06/07/2020

O dilúvio

Dizem que anda um vírus no ar. Daqui para acolá. Explorando narizes, gargantas áureas, o forro das mãos e jardins felizes.

Quiçá a cigarra que canta a cegarrega do Estio já o viu a esquivar-se para o turno da noite?
Ou foi aquele pardal sadio que lançou o boato?

As televisões agigantam-se: será verdade que o maligno soprou seu canto de sereia ao ouvido do Criador, adormecendo-O um século apenas, deixando o mal plantando na cidade inventada sobre um velho bosque natural?

E agora senhores quem acorda Deus se as preces se rezam rasteiras tão presas aos lábios que nem as teias de aranha se mexem com o vento das palavras ?

Todas as noites, na hora do telejornal, cada pergunta acumula novas respostas e o que era irmão  e pessoal se torna viral, mundano, habitual.

Habituados ao terror, os animais tentam nadar sob os pingos cheios do dilúvio. Alguns alcançam a arca, outros nem tanto.

Mais tarde, muito mais tarde chegará a pomba e o pequeno rebento da oliveira, que cresceu durante este tempo longínquo, quintal da Terra repetidamente prometida.






2 comentários:

CÉU disse...

Um tema muito atual, sem dúvida, mas a que deu muito encanto e beleza.
O Luís e a sua religiosidade.
Deus, se existe, pode pôr um ponto final num ápice nesta pandemia e noutras desgraças, mas ele depois de ter criado o homem, arrependeu-se de o ter feito. Então, Ele que tudo sabe, não sabia, antecipadamente, que o homem só faria disparates?

Luís Palma Gomes disse...

A questão da fé não cabe num comentário, nem sequer se discute, porque não é um fenómeno da dimensão racional. Mas é como diz, a "minha" religiosidade já pertence a uma dimensão cultural que me ajuda a entender, a suportar e a acreditar que tudo na vida tem um sentidos (O Cosmos em detrimento do Caos). Quanto aos desígnios de Deus são aparentemente insondáveis. Nunca os vamos entender. O Deus Judaico-Cristão não tem uma história, nem um nome - e como tudo aquilo que não podemos nomear, não podemos conhecer verdadeiramente. "Javé", assim chamam "Deus" no velho testamento, significa "Eu sou aquele que sou" em hebraico. Esta afirmação leva-nos à entidade absoluta que realmente Ele é e que tudo contém.
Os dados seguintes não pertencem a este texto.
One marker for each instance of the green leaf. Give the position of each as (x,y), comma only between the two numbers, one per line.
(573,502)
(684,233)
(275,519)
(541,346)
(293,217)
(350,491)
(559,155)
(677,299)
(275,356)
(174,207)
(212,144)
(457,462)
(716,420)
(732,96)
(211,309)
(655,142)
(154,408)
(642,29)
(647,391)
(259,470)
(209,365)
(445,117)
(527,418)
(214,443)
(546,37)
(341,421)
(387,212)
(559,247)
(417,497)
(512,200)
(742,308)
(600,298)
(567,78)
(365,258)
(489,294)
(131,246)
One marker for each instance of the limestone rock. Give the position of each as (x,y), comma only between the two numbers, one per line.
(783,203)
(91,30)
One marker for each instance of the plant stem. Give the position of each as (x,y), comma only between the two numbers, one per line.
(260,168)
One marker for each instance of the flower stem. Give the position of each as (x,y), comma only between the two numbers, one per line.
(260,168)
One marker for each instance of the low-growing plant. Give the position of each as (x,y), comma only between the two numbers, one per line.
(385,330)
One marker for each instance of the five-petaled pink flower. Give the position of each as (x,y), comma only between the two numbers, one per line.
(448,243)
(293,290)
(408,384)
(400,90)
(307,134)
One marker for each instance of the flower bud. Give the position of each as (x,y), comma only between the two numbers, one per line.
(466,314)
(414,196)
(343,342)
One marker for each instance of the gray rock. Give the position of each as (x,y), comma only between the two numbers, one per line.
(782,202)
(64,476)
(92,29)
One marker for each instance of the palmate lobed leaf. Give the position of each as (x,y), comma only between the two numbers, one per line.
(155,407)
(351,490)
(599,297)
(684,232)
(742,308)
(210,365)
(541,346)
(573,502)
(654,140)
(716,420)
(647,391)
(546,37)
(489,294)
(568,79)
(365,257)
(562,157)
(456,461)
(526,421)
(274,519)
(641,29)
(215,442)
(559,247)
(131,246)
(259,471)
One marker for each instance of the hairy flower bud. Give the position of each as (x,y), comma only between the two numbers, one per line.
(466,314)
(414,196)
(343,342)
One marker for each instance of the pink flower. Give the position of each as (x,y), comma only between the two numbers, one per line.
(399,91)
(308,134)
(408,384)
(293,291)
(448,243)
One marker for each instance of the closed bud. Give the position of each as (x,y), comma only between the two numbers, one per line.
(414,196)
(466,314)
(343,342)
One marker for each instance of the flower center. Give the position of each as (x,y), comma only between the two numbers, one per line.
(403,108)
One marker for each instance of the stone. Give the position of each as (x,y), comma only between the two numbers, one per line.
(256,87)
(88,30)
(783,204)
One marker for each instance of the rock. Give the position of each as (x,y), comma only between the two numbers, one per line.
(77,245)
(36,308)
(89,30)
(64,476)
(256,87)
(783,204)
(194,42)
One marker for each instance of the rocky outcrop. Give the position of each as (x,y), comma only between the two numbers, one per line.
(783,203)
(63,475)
Nós, como seres por Ele agraciados com a dávida da vida, não o podemos entender porque para tal precisaríamos de o compreendermos na sua globalidade - o que é de facto impossível. Coitados de nós: julgamo-nos tão inteligentes e depois não conseguimos controlar meia dúzia de moléculas de ADN revestidas por uma cobertura gordurosa, neste caso, o vírus do COVID-19. Porém, os filósofos e os teólogos ao longo da história lá foram criando um conjunto de argumentos para provar a existência de Deus (Argumento Ontológico) e existência do Mal e do Bem (Argumento do Livre-Arbítrio). Para mim, Deus não existe para ser compreendido, mas para ser respeitado, se quiser, temido. Jesus Cristo veio dar-lhe uma nova dimensão, a do amor ao próximo, a do amor como coisa universal e não como pertença de um povo ou etnia, com as suas leis ou tradições. Depois as religiões lá conseguem traduzir esse amor em fenómenos mais mundanos. Mas Jesus disse que havia apenas dois mandamentos:"Ama Deus e ama o próximo". Mais simples e eficaz, era difícil. Porém, também lhe digo que é uma tarefa muito árdua ser um bom católico. Eu ainda não sou, mas não desisto.